Crumay v. Henry

Decision Date05 June 1894
Docket Number5242
Citation59 N.W. 369,40 Neb. 716
PartiesJOHN CRUMAY v. ANDREW J. HENRY
CourtNebraska Supreme Court

ERROR from the district court of Howard county. Tried below before COFFIN, J.

REVERSED AND REMANDED.

T. T Bell and W. H. Thompson, for plaintiff in error.

Kendall & Taylor, contra.

OPINION

NORVAL, C. J.

Andrew J. Henry brought this action in the justice court against John Crumay upon an account. Plaintiff recovered a judgment before the justice, and the defendant prosecuted an appeal to the district court of the county, where, on motion of the appellee, the appeal was dismissed on the ground that the defendant did not make sufficient appearance in the justice court to entitle him to appeal said cause.

The only question presented for decision is whether the appeal was properly dismissed. This court has held in several cases that when a defendant fails to appear in an action against him in a justice court, but permits a judgment to be taken against him by default, he cannot appeal therefrom to the district court. In such case his remedy is to have the default set aside under section 1001 of the Code. (Clendenning v. Crawford, 7 Neb. 474; Minneapolis Harvester Works v. Hedges, 11 Neb. 46, 7 N.W. 531; Strine v. Kingsbaker, 12 Neb. 52, 10 N.W 534; Crippen v. Church, 17 Neb. 304, 22 N.W. 567; Western Mutual Benevolent Association v. Pace, 23 Neb. 494, 36 N.W. 816.) Where the defendant has once appeared in the action he is not entitled to have the judgment against him set aside, even though he absented himself on the day of trial; but may appeal. (Strine v. Kaufman, 12 Neb 423, 11 N.W. 867; Raymond v. Strine, 14 Neb. 236, 15 N.W. 350; Andrews v. Mullin, 14 Neb. 248, 15 N.W. 216; Cleghorn v. Waterman, 16 Neb. 226; Smith v. Borden, 22 Neb. 487, 35 N.W. 218; Carr v. Luscher, 35 Neb. 318, 53 N.W. 144; Sullivan v. Benedict, 36 Neb. 409, 54 N.W. 676.) A defendant may appeal where he has appeared at the trial, but offered no affirmative proof (Baier v. Hempall, 16 Neb. 127, 20 N.W. 108); or where he absents himself on the day of trial, but has appeared merely for the purpose of filing a motion for security for costs (Raymond v.

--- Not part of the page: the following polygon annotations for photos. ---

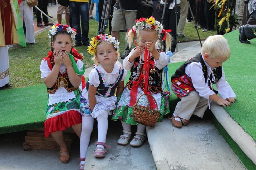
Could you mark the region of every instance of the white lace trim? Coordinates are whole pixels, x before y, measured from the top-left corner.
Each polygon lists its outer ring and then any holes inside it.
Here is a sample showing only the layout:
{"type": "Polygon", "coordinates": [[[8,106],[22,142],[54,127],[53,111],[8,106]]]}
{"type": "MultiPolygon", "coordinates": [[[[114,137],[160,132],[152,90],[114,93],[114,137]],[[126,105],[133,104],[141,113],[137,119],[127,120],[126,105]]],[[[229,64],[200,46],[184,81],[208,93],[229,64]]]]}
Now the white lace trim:
{"type": "MultiPolygon", "coordinates": [[[[144,91],[139,87],[138,88],[138,93],[136,97],[136,101],[139,97],[143,94],[144,94],[144,91]]],[[[162,97],[161,93],[158,93],[157,94],[151,93],[152,96],[155,98],[157,103],[158,107],[158,110],[160,110],[161,106],[161,100],[162,97]]],[[[129,106],[130,102],[131,99],[131,91],[129,90],[127,87],[124,89],[122,93],[122,96],[120,100],[117,104],[117,107],[119,106],[124,106],[126,105],[129,106]]],[[[149,103],[147,99],[147,97],[145,95],[140,98],[137,104],[138,105],[144,106],[147,107],[149,107],[149,103]]]]}
{"type": "Polygon", "coordinates": [[[73,91],[68,92],[63,87],[59,87],[54,94],[49,94],[49,105],[54,103],[66,102],[70,99],[75,98],[73,91]]]}
{"type": "Polygon", "coordinates": [[[108,115],[111,115],[112,112],[110,111],[115,108],[117,97],[114,96],[105,97],[95,95],[95,98],[96,104],[91,112],[92,116],[97,118],[101,114],[105,118],[107,118],[108,115]]]}

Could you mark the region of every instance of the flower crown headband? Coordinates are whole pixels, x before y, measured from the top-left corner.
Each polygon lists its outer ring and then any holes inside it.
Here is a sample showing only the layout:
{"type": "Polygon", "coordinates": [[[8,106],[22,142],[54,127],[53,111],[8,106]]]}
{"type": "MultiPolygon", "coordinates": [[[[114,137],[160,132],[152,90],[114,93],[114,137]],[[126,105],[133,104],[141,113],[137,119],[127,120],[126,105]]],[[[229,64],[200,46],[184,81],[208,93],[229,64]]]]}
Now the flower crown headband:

Strine, 14 Neb. 236, 15 N.W. 350); or to dissolve an attachment (Crippen v. Church, 17 Neb. 304, 22 N.W. 567); or where he has caused subpoenas to issue for witnesses (Howard Bros. v. Jay, 25 Neb. 279, 41 N.W. 148); or where he has applied for a change of venue, which was denied (Wagner v. Evers, 20 Neb. 183, 29 N.W. 298); or for a continuance, which was granted (Steven v. Nebraska & Iowa Ins. Co., 29 Neb. 187, 45 N.W. 284). Where the defendant appears before the justice for the sole purpose of objecting to the jurisdiction of the court over his person, it is not such an appearance as will entitle him to an appeal from a judgment rendered against him. (McCormick Harvesting Machine Co. v. Schneider, 36 Neb. 206, 54 N.W. 257.)

Some of the earlier cases in this court contain expressions to the effect that an appeal will not lie to the district court from a judgment of a justice of the peace, except a defense on the merits has been interposed, but the later decisions upon the subject state the doctrine broadly if the defendant has at any time made a general appearance in the case before the justice, he may appeal from the judgment rendered against him, notwithstanding he was not present on the day of trial. The later utterances of the court on the question are sound and will be adhered to. In the case under consideration the transcript of the justice's docket shows this entry on the day the summons was returnable:

"Now on this 25th day of June, 1891, this cause came up to be heard upon the bill of particulars of the plaintiff, and the defendant having appeared personally, and having failed to answer said bill of particulars, and having left the court room, making no further appearance in said cause, was heard upon the evidence of the following witnesses for the plaintiff, to-wit: A. J. Henry, Caroline Henry, Neal Lambert, and A. E. Ferris.

"Upon consideration whereof the court finds there is due the plaintiff from the defendant the sum of $ 35.95, and it is therefore considered and adjudged that the plaintiff recover from the defendant the sum of $ 35.95, and the same to draw seven per cent interest from date, and also to recover his costs in the sum of $ 13.50."